BRIEF DESCRIPTION OF THE DRAWINGS
[0027] The above and other exemplary embodiments, advantages and
features of this disclosure will become more apparent by describing
in further detail exemplary embodiments thereof with reference to
the accompanying drawings, in which:
[0028] FIG. 1 is a plan view illustrating an exemplary embodiment
of a liquid crystal display ("LCD") according to the invention;
[0029] FIG. 2 is a cross-sectional view of the LCD of FIG. 1 taken
along line II-II;
[0030] FIG. 3 is a cross-sectional view of the LCD of FIG. 1 taken
along line III-III;
[0031] FIG. 4 is a cross-sectional view of the LCD of FIG. 1 taken
along line IV-IV;
[0032] FIG. 5 is a cross-sectional view of the LCD of FIG. 1 taken
along line V-V; and
[0033] FIGS. 6 to 16 are views illustrating an exemplary embodiment
of a manufacturing method of an LCD according to the invention.
DETAILED DESCRIPTION
[0034] Hereinafter, the invention will be described more fully
hereinafter with reference to the accompanying drawings, in which
exemplary embodiments of the invention are shown. As those skilled
in the art would realize, the described embodiments may be modified
in various different ways, all without departing from the spirit or
scope of the invention.
[0035] Accordingly, the drawings and description are to be regarded
as illustrative in nature and not restrictive. Like reference
numerals designate like elements throughout the specification.

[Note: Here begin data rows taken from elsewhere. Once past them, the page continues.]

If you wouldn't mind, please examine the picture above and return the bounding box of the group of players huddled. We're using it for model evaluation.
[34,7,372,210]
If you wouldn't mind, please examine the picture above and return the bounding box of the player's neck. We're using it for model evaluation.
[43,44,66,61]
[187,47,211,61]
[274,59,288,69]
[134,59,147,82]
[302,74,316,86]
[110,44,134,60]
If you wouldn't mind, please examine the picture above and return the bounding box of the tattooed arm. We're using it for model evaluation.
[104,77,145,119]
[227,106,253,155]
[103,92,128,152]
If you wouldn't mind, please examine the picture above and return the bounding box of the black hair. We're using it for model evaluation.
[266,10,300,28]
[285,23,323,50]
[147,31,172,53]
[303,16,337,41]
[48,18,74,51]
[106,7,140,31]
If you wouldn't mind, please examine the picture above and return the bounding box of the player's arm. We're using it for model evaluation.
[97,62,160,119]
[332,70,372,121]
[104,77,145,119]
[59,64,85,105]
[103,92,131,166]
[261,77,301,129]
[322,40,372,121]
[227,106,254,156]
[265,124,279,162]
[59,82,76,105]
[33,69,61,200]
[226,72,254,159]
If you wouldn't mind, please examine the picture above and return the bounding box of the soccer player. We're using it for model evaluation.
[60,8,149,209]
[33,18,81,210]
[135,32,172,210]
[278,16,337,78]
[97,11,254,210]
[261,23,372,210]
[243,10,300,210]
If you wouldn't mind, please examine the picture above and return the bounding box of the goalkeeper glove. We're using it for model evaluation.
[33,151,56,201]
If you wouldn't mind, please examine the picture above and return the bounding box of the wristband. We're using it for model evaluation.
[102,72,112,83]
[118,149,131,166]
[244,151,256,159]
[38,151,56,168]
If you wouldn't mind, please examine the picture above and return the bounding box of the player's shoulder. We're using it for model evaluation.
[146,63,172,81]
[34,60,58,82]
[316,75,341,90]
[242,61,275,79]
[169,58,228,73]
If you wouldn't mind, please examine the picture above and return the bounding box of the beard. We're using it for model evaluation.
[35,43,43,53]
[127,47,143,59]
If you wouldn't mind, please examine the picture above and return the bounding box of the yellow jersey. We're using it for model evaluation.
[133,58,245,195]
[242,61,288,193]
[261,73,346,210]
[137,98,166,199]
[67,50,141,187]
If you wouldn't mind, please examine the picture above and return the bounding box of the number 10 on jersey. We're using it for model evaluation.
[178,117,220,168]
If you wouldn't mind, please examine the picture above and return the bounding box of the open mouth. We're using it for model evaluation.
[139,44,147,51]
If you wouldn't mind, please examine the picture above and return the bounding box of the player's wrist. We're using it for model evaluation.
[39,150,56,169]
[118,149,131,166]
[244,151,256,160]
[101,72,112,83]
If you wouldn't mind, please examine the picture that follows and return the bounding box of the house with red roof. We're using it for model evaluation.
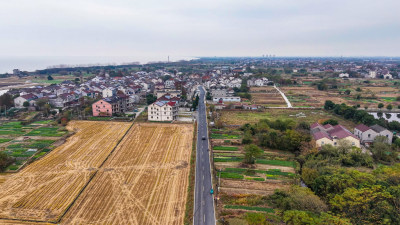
[310,123,360,148]
[14,94,38,108]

[0036] The size and thickness of the components shown the drawings
are optionally determined for better understanding and ease of
description, and the invention is not limited to the examples shown
in the drawings.
[0037] In the drawings, the thickness of layers, films, panels,
regions, etc., are exaggerated for clarity. In addition, in the
drawings, for understanding and ease of description, the
thicknesses of some layers and areas are exaggerated. It will be
understood that when an element such as a layer, film, region, or
substrate is referred to as being "on" another element, it can be
directly on the other element or intervening elements may also be
present.
[0038] In addition, unless explicitly described to the contrary,
the word "comprise" and variations such as "comprises" or
"comprising", will be understood to imply the inclusion of stated
elements but not the exclusion of any other elements. Further, in
the specification, the word "on" means positioning on or below the
object portion, but does not essentially mean positioning on the
upper side of the object portion based on a gravity direction.

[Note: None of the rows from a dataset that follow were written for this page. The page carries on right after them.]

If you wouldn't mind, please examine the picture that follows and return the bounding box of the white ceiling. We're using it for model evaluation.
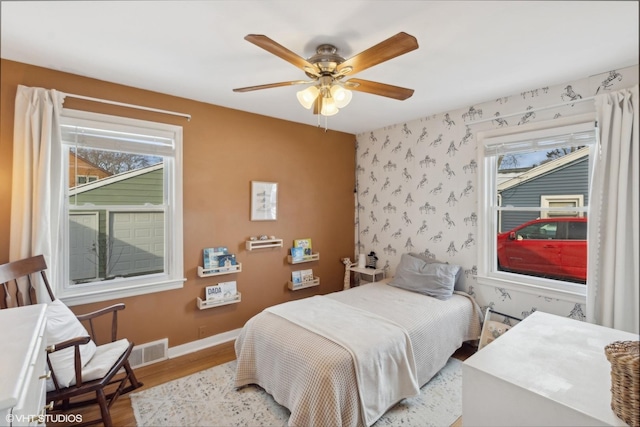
[0,0,638,134]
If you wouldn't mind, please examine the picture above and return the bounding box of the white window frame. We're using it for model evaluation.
[476,113,597,304]
[540,194,584,218]
[76,175,98,185]
[54,109,186,306]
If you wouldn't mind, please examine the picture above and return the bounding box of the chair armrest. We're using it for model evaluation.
[76,303,125,344]
[47,336,91,353]
[76,302,125,322]
[46,336,91,390]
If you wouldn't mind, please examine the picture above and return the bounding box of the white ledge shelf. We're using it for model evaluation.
[196,292,242,310]
[198,262,242,277]
[198,262,242,277]
[246,239,282,251]
[288,277,320,291]
[287,253,320,264]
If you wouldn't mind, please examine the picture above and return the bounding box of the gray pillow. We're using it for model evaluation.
[389,254,460,300]
[409,252,462,286]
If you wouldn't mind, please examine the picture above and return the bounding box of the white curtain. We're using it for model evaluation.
[587,85,640,333]
[9,86,64,301]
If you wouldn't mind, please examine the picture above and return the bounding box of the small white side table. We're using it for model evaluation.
[462,311,638,427]
[349,267,384,284]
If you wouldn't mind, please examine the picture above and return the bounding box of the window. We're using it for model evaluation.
[540,194,584,218]
[58,110,184,304]
[76,175,98,185]
[478,118,596,296]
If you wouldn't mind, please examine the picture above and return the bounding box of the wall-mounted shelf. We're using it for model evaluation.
[198,262,242,277]
[196,292,242,310]
[287,253,320,264]
[288,277,320,291]
[246,239,282,251]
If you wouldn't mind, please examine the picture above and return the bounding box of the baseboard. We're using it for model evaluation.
[168,328,240,359]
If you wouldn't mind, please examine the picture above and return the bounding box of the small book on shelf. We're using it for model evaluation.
[202,246,228,269]
[293,239,312,257]
[300,268,313,283]
[205,280,238,301]
[291,246,304,262]
[218,254,237,269]
[291,270,302,285]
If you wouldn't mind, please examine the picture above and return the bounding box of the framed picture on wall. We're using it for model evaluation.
[251,181,278,221]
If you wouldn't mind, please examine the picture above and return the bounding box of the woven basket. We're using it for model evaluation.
[604,341,640,427]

[0039] Further, in the specification, the word "on/in plan view"
means when an object portion is viewed from the above, and the word
"on/in a cross section" means when a cross section taken by
vertically cutting an object portion is viewed from the side.

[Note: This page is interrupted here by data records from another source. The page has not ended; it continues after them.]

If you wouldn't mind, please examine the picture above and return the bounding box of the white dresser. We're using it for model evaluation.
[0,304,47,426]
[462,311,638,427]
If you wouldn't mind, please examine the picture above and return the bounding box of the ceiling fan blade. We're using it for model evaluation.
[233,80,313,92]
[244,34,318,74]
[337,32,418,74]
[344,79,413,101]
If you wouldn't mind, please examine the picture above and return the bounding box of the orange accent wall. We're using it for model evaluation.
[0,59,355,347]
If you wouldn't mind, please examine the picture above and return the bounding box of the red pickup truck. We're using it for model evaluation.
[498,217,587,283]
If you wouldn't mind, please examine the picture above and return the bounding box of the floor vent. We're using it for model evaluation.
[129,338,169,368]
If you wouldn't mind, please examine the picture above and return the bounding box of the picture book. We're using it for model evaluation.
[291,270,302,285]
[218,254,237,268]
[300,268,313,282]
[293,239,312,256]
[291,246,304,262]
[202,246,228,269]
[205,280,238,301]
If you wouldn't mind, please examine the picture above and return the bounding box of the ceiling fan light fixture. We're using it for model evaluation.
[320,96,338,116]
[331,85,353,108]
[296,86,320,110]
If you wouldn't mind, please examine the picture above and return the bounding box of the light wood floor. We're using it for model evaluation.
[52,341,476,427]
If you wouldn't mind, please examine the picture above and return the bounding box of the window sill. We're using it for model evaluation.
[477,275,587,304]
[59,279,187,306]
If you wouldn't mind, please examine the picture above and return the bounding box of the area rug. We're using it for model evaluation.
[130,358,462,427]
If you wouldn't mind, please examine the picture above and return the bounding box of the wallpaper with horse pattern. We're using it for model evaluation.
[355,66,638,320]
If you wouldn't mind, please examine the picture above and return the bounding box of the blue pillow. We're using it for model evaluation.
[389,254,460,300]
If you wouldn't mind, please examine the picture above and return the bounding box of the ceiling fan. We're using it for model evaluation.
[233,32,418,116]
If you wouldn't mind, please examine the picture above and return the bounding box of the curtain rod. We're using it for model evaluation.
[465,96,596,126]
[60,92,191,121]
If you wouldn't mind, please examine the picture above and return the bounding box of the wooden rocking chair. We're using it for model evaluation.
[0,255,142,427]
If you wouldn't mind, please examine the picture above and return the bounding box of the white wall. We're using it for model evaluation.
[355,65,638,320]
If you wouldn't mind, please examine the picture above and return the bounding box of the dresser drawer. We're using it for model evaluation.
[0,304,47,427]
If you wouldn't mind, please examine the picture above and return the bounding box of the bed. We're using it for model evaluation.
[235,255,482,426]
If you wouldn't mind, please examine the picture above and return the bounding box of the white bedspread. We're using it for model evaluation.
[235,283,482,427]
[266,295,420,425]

[0040] It will be understood that, although the terms "first,"
"second," "third" etc. may be used herein to describe various
elements, components, regions, layers and/or sections, these
elements, components, regions, layers and/or sections should not be
limited by these terms. These terms are only used to distinguish
one element, component, region, layer or section from another
element, component, region, layer or section. Thus, "a first
element," "component," "region," "layer" or "section" discussed
below could be termed a second element, component, region, layer or
section without departing from the teachings herein.
[0041] The terminology used herein is for the purpose of describing
particular embodiments only and is not intended to be limiting. As
used herein, the singular forms "a," "an," and "the" are intended
to include the plural forms, including "at least one," unless the
content clearly indicates otherwise. "Or" means "and/or." As used
herein, the term "and/or" includes any and all combinations of one
or more of the associated listed items. It will be further
understood that the terms "comprises" and/or "comprising," or
"includes" and/or "including" when used in this specification,
specify the presence of stated features, regions, integers, steps,
operations, elements, and/or components, but do not preclude the
presence or addition of one or more other features, regions,
integers, steps, operations, elements, components, and/or groups
thereof.
[0042] Furthermore, relative terms, such as "lower" or "bottom" and
"upper" or "top," may be used herein to describe one element's
relationship to another element as illustrated in the Figures. It
will be understood that relative terms are intended to encompass
different orientations of the device in addition to the orientation
depicted in the Figures. For example, if the device in one of the
figures is turned over, elements described as being on the "lower"
side of other elements would then be oriented on "upper" sides of
the other elements. The exemplary term "lower," can therefore,
encompasses both an orientation of "lower" and "upper," depending
on the particular orientation of the figure. Similarly, if the
device in one of the figures is turned over, elements described as
"below" or "beneath" other elements would then be oriented "above"
the other elements. The exemplary terms "below" or "beneath" can,
therefore, encompass both an orientation of above and below.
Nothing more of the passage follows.